Ciechanow is a middle-sized town in the Masovian Voivodeship, located approximately 100 km from Warsaw. It is a place with a rich past and interesting monuments; hence, it is of attraction to history enthusiasts. Ciechanow is also famous for its great cyclical events, which are held here from April to December.
Ciechanow is a beautiful listed town. While in here, you should visit: ruins of the castle of Masovian Dukes from the 14th century, Farska Hill from the 11th century, parish church (16th century), town hall from 1844 and a new Jewish cemetery established in the end of the 19th century.
Other town’s attractions are: the water tower, Museum of Masovian Nobility and the main building of the German district from the WW2, i.e. Krzywa Hala.
Apart from numerous monuments, Ciechanow is famous for its great cyclical events. Worth going for are especially: Easter Concerts (April), European Picnic (May), Kupala Night (June/July), Nobility Foray (September) as well as Dionizje theatre festival (September).
Ciechanow is a town and seat of the county in the Masovian Voivodeship, by the Lydynia river. It lies 100 km north from Warsaw and is populated by approximately 45 500 people.
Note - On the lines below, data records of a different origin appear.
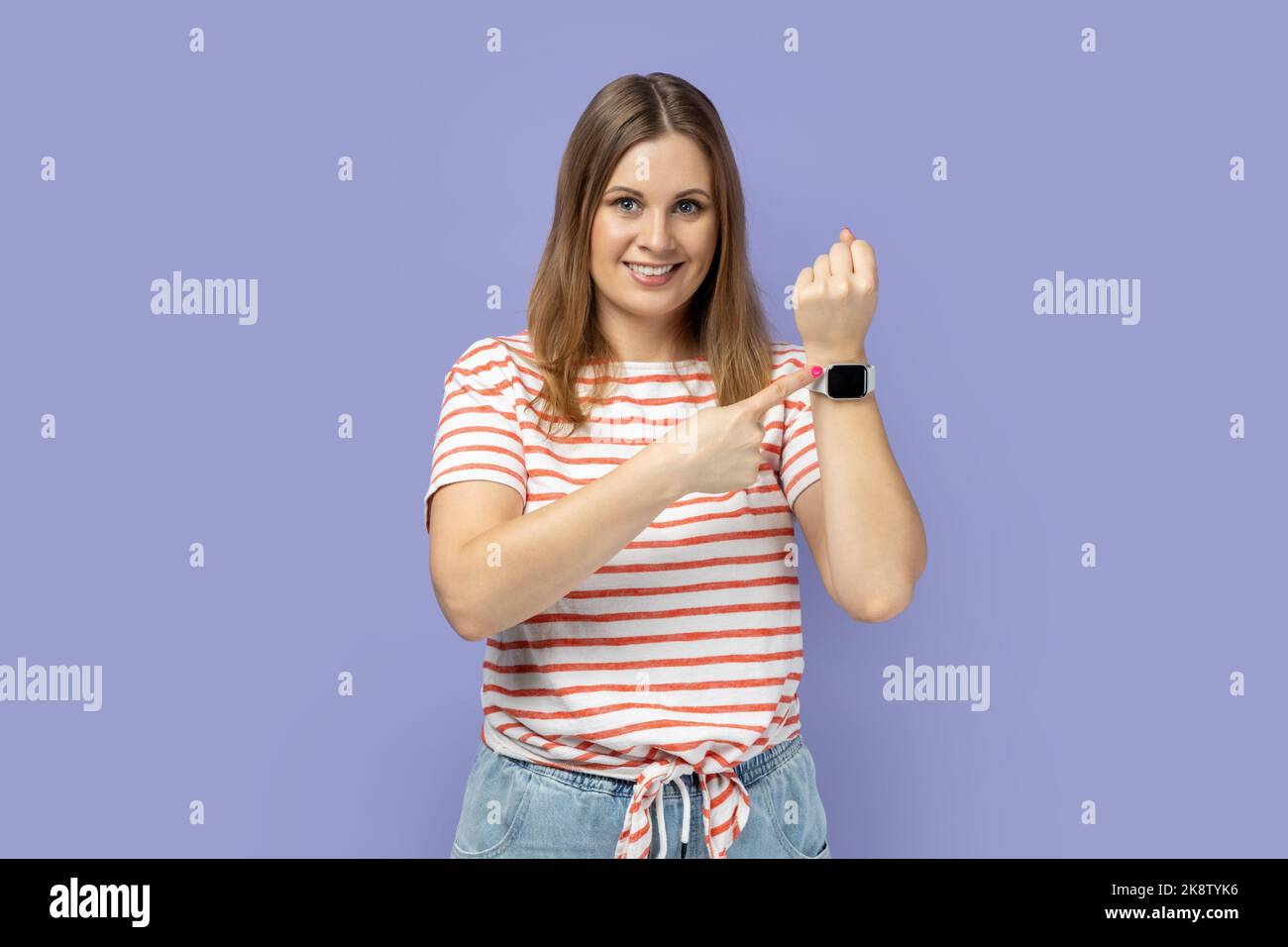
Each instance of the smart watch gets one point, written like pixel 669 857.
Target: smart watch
pixel 845 380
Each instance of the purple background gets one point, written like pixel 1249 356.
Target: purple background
pixel 219 684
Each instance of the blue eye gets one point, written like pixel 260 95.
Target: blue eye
pixel 697 205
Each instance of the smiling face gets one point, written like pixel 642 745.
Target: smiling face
pixel 656 210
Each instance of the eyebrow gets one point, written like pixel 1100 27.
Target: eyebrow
pixel 640 193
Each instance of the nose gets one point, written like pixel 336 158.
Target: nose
pixel 656 232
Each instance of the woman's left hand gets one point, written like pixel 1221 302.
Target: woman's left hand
pixel 837 296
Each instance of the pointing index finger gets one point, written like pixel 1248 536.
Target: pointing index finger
pixel 778 389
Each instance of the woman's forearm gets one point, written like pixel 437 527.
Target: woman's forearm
pixel 524 565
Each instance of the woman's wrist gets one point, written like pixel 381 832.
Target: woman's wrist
pixel 664 466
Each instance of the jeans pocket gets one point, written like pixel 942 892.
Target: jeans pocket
pixel 492 812
pixel 799 815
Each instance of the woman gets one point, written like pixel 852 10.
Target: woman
pixel 612 497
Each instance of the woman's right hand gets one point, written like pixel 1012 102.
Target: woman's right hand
pixel 719 449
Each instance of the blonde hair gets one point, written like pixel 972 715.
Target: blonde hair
pixel 725 322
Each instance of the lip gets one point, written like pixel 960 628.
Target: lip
pixel 652 279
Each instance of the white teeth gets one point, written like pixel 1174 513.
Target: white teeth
pixel 652 270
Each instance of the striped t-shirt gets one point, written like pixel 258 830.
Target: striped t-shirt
pixel 683 654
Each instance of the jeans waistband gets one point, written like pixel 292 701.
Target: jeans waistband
pixel 750 771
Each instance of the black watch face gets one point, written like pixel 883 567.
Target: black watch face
pixel 848 380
Ciechanow has a good transport connection with many towns and cities. There are two country roads (50 and 60), three voivodeship roads (615, 616, 617) and the E-65 railway line (Warsaw-Gdynia) running through the town.
Archaeological research conducted in Ciechanow prove that in the terrains of the town there used to be a tiny settlement already in between the 7th and 10th century. However, the first written records about Ciechanow are from 1065; the town was mentioned in the document issued by Bolesław II the Generous. Due to its strategic location, Ciechanow constituted a defence centre in north Masovia and because of that was many times attacked by Pomeranians, Prussians, Lithuanians and the Teutonic Knights.
The date of Ciechanow’s gaining town rights still remains an unresolved issue. According to most historians Ciechanow could have had town rights already in the half of the 14th century, since a document from 1375 claims that the town had Chelm rights at that time.
A golden age for the town lasted from the 14th to 16th century. At that time the number of its inhabitants totalled 5 thousand, Ciechanow merchants traded even with the distant towns and there were big fairs and conventions of knights held here. In the end of the 14th century a building of the castle began and in the mid 15th century – the erection of the church and monastery (currently the church of St. Thecla). In 1526 Ciechanow was annexed to the Crown of the Kingdom of Poland. The town and the neighbouring terrains were given to Queen Bona as a wedding gift. She had a great impact on the town’s further development.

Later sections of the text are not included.